In airports, at the post office and the gas station and Starbucks, she was asked for her autograph. She was told how beautiful she was—even more so in person than on the silver screen! (a claim she didn’t really believe)—how talented, how destined she was for everything a person could hope for: Oscars, Golden Globes, the perfect husband, the perfect children, the perfect house and house pets and gardener and poolmen and Grammys. (Oh wait, Ms. Connor, those are for singers, aren’t they?)
Because now, quite suddenly, she had something that tyrants and revolutionaries had waged wars over for thousands of years: power—both financial and sexual. It was not an illusion either; she could ask for any material object or personal service that she desired, pay for it, and have it delivered, overnight or later that same day. Any straight man she wanted, she could probably also have. Her power alarmed her, and on one morning when the sun shone furiously behind her heavy silk shantung curtains (new and expensively hand-sewn) at the house she had bought in Laurel Canyon less than a year earlier, she had been seriously resistant to getting out of bed.
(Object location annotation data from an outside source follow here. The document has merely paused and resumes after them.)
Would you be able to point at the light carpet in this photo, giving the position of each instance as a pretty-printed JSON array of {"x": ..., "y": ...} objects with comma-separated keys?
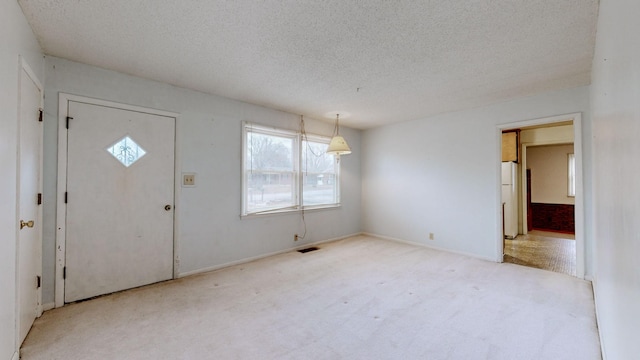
[{"x": 359, "y": 298}]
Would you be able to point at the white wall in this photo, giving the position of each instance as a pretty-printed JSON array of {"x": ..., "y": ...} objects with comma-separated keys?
[
  {"x": 439, "y": 174},
  {"x": 615, "y": 97},
  {"x": 550, "y": 174},
  {"x": 17, "y": 39},
  {"x": 211, "y": 232}
]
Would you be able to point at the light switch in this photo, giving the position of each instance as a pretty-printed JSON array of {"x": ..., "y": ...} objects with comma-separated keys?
[{"x": 188, "y": 179}]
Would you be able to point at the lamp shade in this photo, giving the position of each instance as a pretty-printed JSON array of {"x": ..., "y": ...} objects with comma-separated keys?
[{"x": 338, "y": 146}]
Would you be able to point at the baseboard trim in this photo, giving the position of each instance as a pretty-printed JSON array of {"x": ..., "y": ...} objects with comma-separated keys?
[
  {"x": 430, "y": 246},
  {"x": 258, "y": 257},
  {"x": 603, "y": 353}
]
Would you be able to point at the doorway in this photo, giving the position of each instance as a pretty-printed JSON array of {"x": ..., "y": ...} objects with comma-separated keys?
[
  {"x": 544, "y": 135},
  {"x": 118, "y": 198}
]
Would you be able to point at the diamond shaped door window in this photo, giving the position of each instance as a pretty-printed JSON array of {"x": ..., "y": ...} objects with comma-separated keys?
[{"x": 126, "y": 151}]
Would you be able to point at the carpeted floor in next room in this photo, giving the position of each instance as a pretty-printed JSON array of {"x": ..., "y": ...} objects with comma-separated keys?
[{"x": 358, "y": 298}]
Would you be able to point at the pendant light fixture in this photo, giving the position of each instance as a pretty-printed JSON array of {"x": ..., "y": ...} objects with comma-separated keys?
[{"x": 338, "y": 145}]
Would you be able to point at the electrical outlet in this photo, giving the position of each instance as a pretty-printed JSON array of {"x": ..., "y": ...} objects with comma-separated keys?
[{"x": 188, "y": 179}]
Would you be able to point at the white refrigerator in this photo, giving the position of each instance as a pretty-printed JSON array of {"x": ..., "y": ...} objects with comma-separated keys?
[{"x": 509, "y": 199}]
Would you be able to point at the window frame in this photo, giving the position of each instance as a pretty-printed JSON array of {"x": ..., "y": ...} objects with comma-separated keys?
[{"x": 298, "y": 173}]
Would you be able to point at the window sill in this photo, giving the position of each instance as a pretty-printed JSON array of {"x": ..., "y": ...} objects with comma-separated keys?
[{"x": 290, "y": 211}]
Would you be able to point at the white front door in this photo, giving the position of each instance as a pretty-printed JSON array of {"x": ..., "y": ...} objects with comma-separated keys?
[
  {"x": 120, "y": 191},
  {"x": 29, "y": 238}
]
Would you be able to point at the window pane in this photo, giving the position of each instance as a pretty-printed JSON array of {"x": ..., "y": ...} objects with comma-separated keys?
[
  {"x": 319, "y": 185},
  {"x": 270, "y": 177},
  {"x": 269, "y": 190}
]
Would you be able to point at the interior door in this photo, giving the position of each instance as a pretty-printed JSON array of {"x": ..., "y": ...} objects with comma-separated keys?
[
  {"x": 120, "y": 191},
  {"x": 29, "y": 239},
  {"x": 529, "y": 208}
]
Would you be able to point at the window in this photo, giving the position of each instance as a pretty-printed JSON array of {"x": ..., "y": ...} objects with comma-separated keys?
[
  {"x": 572, "y": 175},
  {"x": 286, "y": 171}
]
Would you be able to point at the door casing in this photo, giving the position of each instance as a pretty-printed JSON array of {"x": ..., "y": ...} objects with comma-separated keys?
[
  {"x": 579, "y": 198},
  {"x": 62, "y": 180},
  {"x": 27, "y": 72}
]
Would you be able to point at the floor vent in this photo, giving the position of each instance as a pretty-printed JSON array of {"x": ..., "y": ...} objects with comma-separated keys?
[{"x": 313, "y": 248}]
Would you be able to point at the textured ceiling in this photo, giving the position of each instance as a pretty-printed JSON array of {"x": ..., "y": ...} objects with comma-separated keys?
[{"x": 381, "y": 61}]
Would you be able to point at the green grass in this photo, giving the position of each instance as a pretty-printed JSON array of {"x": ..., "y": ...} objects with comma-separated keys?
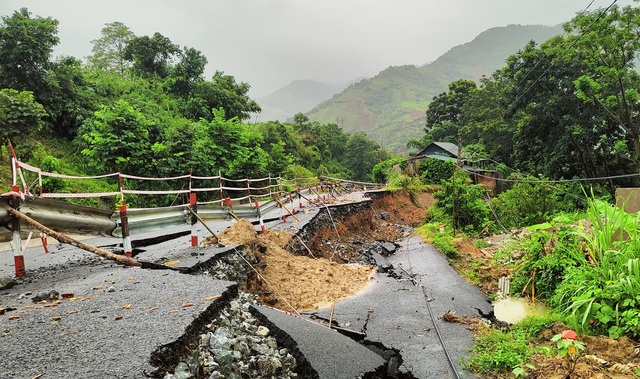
[{"x": 498, "y": 352}]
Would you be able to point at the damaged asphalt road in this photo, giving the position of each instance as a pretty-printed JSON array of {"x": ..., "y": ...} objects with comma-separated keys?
[
  {"x": 394, "y": 312},
  {"x": 401, "y": 341}
]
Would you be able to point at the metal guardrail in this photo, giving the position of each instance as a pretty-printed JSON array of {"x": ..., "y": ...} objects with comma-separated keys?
[{"x": 67, "y": 217}]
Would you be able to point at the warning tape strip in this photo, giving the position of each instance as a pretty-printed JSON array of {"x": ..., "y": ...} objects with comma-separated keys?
[
  {"x": 62, "y": 176},
  {"x": 140, "y": 192},
  {"x": 77, "y": 195},
  {"x": 148, "y": 178},
  {"x": 210, "y": 189},
  {"x": 206, "y": 177}
]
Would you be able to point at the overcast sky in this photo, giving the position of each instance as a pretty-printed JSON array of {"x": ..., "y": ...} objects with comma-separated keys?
[{"x": 269, "y": 43}]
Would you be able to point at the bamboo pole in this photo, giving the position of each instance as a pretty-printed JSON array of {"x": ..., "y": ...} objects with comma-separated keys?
[
  {"x": 68, "y": 240},
  {"x": 203, "y": 223},
  {"x": 287, "y": 209},
  {"x": 333, "y": 305}
]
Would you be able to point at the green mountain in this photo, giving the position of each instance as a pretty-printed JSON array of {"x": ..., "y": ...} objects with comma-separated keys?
[
  {"x": 390, "y": 107},
  {"x": 298, "y": 96}
]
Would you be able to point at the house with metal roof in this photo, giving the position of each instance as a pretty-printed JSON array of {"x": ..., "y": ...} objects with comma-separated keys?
[{"x": 481, "y": 172}]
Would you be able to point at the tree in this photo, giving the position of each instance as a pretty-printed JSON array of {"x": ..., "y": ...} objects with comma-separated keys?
[
  {"x": 609, "y": 45},
  {"x": 109, "y": 50},
  {"x": 362, "y": 154},
  {"x": 26, "y": 45},
  {"x": 222, "y": 92},
  {"x": 151, "y": 56},
  {"x": 119, "y": 139},
  {"x": 188, "y": 72},
  {"x": 20, "y": 114},
  {"x": 70, "y": 99},
  {"x": 447, "y": 106}
]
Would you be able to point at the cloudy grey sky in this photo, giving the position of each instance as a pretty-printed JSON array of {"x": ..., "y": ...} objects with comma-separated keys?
[{"x": 269, "y": 43}]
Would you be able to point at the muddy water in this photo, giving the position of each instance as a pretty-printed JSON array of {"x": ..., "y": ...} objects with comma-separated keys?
[{"x": 513, "y": 310}]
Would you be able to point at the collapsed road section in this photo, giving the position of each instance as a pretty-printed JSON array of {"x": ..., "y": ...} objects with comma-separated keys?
[{"x": 169, "y": 324}]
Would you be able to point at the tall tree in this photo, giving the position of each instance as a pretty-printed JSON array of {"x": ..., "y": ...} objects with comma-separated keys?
[
  {"x": 70, "y": 99},
  {"x": 187, "y": 72},
  {"x": 222, "y": 92},
  {"x": 151, "y": 56},
  {"x": 26, "y": 44},
  {"x": 108, "y": 50},
  {"x": 20, "y": 114},
  {"x": 608, "y": 43}
]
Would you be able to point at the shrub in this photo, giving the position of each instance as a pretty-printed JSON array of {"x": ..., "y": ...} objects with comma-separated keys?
[
  {"x": 383, "y": 171},
  {"x": 433, "y": 171},
  {"x": 462, "y": 203},
  {"x": 602, "y": 294}
]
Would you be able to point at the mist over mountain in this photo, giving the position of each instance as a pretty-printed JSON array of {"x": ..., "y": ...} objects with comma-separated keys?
[
  {"x": 298, "y": 96},
  {"x": 390, "y": 107}
]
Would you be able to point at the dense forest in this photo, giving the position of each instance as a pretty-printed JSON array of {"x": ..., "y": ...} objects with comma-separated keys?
[
  {"x": 568, "y": 108},
  {"x": 142, "y": 106}
]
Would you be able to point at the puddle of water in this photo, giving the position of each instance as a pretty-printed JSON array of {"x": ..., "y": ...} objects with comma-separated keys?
[{"x": 513, "y": 310}]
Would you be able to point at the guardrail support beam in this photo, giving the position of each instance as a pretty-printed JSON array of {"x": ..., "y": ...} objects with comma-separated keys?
[
  {"x": 16, "y": 240},
  {"x": 193, "y": 203}
]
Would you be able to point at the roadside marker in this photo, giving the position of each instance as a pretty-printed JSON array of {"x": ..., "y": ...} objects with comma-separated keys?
[{"x": 43, "y": 238}]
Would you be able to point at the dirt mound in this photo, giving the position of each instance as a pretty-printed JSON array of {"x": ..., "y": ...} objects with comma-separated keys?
[
  {"x": 403, "y": 208},
  {"x": 239, "y": 233},
  {"x": 288, "y": 280}
]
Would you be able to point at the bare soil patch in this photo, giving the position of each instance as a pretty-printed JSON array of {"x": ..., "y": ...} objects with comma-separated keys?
[
  {"x": 291, "y": 282},
  {"x": 324, "y": 276}
]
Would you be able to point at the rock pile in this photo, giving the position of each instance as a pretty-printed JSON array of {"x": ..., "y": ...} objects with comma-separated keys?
[{"x": 237, "y": 346}]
This was after Bourbon at Dusk had wrapped, while Renn spent four nearly sleepless weeks editing the film, fortifying himself with caffeine and something stronger from his doctor, she suspected—during which she was alone with him precisely five times, one of them on New Year’s Eve, and only for three hours. He couldn’t afford any real breaks until he was done editing the dozens of scenes they had shot into a presentable enough format to submit to the Cannes Festival’s screening committee by their mid-February deadline.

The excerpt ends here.